With respect to the first problem, the Administrative Court mainly relied on the TCA's Remedies Guidelines while assessing whether the behavioural remedies may be deemed sufficient in the case at hand. The Administrative Court reminded that the Guidelines expressly set forth that behavioural remedies should only be approved in cases where an equally effective structural remedy is not possible and, on the condition that the behavioural remedies are capable of attaining a level of efficiency similar to structural remedies in eliminating competitive concerns.

As to the second problem, the Court emphasized that it is under the responsibility of the parties to provide all information to demonstrate the sufficiency of the commitment in eliminating competitive concerns. In the said case, however, although the TCA was of opinion that possible competition concerns could be eliminated through the behavioural remedies, the Administrative Court was not satisfied with the explanations.

Finally, in relation to the third problem, the Administrative Court stipulated that the commitment package lacked an effective monitoring mechanism, especially considering that a monitoring expert was not clearly appointed within the scope of the commitment package.

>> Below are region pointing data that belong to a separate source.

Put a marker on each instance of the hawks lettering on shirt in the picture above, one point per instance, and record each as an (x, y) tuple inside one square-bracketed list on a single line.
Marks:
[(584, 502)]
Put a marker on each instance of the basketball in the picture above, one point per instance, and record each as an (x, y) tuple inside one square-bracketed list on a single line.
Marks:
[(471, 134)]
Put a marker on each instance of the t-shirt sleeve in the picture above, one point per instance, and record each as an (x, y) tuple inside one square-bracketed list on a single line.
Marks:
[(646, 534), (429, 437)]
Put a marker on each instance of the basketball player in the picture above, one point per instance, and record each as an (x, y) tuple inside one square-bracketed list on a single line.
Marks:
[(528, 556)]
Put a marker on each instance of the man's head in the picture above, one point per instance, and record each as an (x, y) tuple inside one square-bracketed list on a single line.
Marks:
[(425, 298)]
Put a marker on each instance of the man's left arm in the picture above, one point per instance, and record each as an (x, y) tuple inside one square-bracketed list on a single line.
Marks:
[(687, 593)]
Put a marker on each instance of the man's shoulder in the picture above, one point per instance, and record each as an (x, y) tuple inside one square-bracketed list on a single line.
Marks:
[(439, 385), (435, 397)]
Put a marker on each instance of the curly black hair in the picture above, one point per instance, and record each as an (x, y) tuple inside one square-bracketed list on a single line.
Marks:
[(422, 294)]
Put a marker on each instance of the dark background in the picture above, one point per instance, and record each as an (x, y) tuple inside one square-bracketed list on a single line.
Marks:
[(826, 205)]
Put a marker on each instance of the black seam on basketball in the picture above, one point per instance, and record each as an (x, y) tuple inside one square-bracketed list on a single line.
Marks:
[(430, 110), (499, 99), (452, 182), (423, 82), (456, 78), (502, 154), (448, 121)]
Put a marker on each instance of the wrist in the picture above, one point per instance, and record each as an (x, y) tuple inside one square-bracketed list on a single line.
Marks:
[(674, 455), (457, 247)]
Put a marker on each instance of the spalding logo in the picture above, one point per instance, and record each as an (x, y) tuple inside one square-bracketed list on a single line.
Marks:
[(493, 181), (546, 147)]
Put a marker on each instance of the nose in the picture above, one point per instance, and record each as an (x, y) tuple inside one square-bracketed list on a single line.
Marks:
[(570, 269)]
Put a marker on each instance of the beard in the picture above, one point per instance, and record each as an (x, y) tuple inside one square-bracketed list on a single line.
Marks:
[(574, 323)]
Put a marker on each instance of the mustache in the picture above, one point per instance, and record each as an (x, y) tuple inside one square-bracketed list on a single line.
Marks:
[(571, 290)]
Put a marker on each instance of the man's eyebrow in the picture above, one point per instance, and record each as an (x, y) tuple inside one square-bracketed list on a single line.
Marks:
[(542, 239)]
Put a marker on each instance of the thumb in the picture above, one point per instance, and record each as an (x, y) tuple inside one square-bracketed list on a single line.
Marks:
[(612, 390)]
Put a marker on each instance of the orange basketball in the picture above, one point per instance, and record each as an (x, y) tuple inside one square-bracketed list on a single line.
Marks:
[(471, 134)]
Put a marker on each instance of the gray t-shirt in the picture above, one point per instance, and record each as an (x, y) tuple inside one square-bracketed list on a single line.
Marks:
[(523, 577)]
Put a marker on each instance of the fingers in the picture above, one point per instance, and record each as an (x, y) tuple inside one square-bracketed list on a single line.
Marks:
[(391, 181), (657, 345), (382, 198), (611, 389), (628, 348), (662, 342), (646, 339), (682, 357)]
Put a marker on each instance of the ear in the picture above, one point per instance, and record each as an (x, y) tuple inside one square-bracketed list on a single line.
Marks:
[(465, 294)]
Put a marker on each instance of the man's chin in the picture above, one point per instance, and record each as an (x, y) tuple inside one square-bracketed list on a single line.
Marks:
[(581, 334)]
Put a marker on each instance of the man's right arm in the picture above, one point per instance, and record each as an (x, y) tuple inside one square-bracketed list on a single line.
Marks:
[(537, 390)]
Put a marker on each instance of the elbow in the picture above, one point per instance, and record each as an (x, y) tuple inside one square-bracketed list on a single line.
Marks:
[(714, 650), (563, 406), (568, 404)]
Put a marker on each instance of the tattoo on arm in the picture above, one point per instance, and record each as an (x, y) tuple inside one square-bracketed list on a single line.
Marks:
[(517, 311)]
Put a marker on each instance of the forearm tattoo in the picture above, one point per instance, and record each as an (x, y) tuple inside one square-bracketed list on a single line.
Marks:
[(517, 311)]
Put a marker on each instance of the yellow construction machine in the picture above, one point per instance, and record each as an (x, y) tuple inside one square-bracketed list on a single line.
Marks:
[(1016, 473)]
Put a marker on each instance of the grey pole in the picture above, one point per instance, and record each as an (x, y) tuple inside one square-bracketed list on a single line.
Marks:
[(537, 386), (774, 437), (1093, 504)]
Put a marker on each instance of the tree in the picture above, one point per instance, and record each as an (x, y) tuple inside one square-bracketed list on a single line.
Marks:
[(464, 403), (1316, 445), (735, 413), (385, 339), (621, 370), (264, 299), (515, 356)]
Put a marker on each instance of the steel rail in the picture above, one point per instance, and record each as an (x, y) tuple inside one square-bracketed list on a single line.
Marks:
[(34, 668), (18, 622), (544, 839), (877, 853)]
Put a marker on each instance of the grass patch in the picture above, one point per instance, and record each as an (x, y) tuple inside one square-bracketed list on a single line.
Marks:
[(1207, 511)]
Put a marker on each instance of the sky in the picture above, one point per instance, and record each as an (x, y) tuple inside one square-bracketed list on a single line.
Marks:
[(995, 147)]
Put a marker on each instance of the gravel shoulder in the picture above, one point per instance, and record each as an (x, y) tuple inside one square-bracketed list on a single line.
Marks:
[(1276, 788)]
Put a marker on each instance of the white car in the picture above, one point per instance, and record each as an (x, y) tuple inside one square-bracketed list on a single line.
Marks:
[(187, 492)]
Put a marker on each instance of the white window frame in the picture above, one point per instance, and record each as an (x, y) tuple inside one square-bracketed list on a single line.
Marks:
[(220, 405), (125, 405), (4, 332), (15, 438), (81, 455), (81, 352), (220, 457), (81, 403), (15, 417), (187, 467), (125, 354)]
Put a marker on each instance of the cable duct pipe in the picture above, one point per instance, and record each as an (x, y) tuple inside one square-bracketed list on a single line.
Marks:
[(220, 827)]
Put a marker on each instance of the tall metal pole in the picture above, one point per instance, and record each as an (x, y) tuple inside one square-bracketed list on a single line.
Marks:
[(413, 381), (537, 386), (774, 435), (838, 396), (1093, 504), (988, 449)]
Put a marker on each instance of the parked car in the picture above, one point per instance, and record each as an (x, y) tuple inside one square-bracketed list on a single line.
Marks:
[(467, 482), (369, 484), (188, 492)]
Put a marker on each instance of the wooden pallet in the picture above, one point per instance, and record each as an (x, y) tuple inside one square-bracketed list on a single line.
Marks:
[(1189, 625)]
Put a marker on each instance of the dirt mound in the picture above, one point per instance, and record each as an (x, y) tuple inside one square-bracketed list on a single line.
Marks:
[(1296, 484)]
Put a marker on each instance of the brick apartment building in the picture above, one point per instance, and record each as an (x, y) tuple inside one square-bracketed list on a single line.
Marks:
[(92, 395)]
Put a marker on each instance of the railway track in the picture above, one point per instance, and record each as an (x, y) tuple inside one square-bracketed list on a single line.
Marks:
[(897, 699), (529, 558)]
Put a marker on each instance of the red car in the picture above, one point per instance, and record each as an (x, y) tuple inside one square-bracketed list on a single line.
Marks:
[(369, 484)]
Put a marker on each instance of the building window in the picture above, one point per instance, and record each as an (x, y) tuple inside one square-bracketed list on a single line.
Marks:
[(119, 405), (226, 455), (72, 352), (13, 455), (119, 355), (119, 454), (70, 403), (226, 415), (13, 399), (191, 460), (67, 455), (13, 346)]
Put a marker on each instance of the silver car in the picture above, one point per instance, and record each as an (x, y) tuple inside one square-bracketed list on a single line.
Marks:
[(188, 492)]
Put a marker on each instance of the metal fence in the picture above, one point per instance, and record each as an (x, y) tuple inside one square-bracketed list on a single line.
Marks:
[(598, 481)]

The Court expressed that the effective implementation of behavioural remedies depends on the presence of a well-established supervision mechanism. This is mainly due to the fact that behavioural remedies are more likely to a create continuing commercial relationship between the transaction parties and third parties, the efficient management of which is fundamental for the success of the behavioural remedies.

It is critical to note here that it is not understood from the wording of the decision whether the Administrative Court is of the opinion that there actually was an alternative structural remedy which should have been proposed in the case at hand instead of the behavioural remedies. When the facts of the case are considered, it does not seem probable that the Administrative Court might have considered that MARPORT, which is the only other asset of Arkas Group in the relevant market, should have been divested. It would indeed be quite extraordinary to expect an undertaking to divest an asset that corresponds to over 50% market share to be able to acquire an asset that corresponds to less than 10% market share. Thus, we believe that the Administrative Court did not expect Arkas Group to provide such a structural remedy but only pointed out that it must have ensured that its behavioural remedies were as efficient as any structural remedy that could have been proposed. Although the Administrative Court's decision is ambiguous, it is highly probable that the Court would have accepted behavioural commitments if their sufficiency in eliminating all the competitive concerns were explained in detail, the way in which they would be applied was set forth under a transparent structure and they were accompanied by an efficient monitoring mechanism.

For example, the Chinese Wall remedy may have been rendered more effective by appointing an independent monitoring expert with a wide range of authorities who would have direct contact with the TCA and submit regular reports concerning the acquirer's compliance with the remedies. Moreover, the enforceability and the supervisability of the non-discriminatory access remedy could have been increased if a "reference access offer" that would automatically become binding when signed by access-seeking third-parties, which specifically set forth the conditions under which non-discriminatory access would be provided to third parties and comprised a clearly defined swift and objective dispute resolution mechanism, was submitted to the TCA.

As a result of the Administrative Court's decision, the TCA will have to re-initiate a final examination concerning the transaction and Arkas Group will be expected to provide new commitments that could satisfy the Court's expectations. We might have a more comprehensive understanding of the Administrative Court's standpoint if the sufficiency of the renewed remedies is also challenged before the Court after the finalization of the second examination.


1. TCA's decision dated 08.05.2018 and numbered 18-14/267-129.

2. Ankara 9th Administrative Court's decision dated 18.01.2019 and numbered 2018/2277 E.